# Automatic Device Selection

The Auto Device (or AUTO in short) selects the most suitable device from the available compute devices by considering the network precision, power efficiency and processing capability. The network precision (if the network is quantized or not) is the first consideration to filter out the devices that cannot run the network efficiently.

Next, the dedicated accelerator devices are preferred, e.g., discrete GPU, integrated GPU, or VPU. CPU is used as the default “fallback device”. Please note that AUTO does this selection only once at the network load time. 
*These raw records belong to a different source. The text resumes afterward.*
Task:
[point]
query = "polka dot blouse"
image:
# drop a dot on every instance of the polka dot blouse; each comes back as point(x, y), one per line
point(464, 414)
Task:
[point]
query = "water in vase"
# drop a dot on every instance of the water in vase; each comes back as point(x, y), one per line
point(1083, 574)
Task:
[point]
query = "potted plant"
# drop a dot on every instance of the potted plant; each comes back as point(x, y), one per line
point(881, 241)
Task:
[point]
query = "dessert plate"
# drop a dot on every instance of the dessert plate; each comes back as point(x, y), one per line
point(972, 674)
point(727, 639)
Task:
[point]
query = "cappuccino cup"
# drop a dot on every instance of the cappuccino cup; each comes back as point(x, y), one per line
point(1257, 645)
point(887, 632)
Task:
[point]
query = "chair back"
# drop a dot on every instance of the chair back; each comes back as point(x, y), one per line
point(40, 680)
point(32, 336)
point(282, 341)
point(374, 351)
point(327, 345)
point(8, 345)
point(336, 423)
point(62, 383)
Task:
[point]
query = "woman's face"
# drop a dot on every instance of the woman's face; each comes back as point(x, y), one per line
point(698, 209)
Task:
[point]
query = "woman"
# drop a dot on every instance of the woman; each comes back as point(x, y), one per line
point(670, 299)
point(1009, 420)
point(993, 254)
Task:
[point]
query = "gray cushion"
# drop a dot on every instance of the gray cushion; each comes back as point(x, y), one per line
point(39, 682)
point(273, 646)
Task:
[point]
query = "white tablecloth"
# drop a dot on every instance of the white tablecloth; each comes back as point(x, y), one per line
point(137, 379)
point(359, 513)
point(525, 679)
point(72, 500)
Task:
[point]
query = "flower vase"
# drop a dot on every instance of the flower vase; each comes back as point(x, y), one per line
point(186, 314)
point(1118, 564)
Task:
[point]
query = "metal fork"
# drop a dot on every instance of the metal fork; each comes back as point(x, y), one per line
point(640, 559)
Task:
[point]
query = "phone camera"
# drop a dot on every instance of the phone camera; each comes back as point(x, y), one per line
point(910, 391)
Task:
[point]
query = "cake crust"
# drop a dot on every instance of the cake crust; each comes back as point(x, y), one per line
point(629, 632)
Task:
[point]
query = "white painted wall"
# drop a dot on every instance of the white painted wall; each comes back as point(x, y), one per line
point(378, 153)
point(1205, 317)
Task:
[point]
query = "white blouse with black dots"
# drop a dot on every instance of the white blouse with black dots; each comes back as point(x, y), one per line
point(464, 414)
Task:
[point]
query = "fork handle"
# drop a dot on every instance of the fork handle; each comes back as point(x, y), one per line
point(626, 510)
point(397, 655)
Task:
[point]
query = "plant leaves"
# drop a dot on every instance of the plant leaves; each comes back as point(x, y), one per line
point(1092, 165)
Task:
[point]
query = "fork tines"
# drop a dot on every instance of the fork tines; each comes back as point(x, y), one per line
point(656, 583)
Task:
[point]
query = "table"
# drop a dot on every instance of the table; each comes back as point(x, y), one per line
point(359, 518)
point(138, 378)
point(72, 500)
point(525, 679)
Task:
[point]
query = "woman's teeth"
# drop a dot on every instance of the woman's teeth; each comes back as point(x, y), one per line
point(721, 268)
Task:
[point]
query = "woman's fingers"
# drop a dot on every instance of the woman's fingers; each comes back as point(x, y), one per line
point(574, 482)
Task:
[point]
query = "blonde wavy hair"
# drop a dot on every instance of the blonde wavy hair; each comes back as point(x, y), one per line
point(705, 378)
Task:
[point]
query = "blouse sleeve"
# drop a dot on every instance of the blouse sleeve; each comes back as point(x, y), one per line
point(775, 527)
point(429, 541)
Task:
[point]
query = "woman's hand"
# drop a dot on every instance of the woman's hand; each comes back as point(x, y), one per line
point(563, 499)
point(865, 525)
When choosing the accelerator device like GPUs, loading the network to these devices may take long time. To address this challenge for application that requires fast initial inference response the AUTO starts inferencing immediately on the CPU and then transparently shifts inferencing to the GPU once ready, dramatically reducing time to first inference.

![Auto Device Selection logic](data/auto_device_selection.png "Auto Device Selection")

The following demostrations use the [googlenet-v1](https://docs.openvino.ai/latest/omz_models_model_googlenet_v1.html) model from the [Open Model Zoo](https://github.com/openvinotoolkit/open_model_zoo/). The googlenet-v1 model is the first of the Inception family of models designed to perform image classification. Like the other Inception models, the googlenet-v1 model has been pre-trained on the ImageNet image database. For details about this family of models, check out the paper.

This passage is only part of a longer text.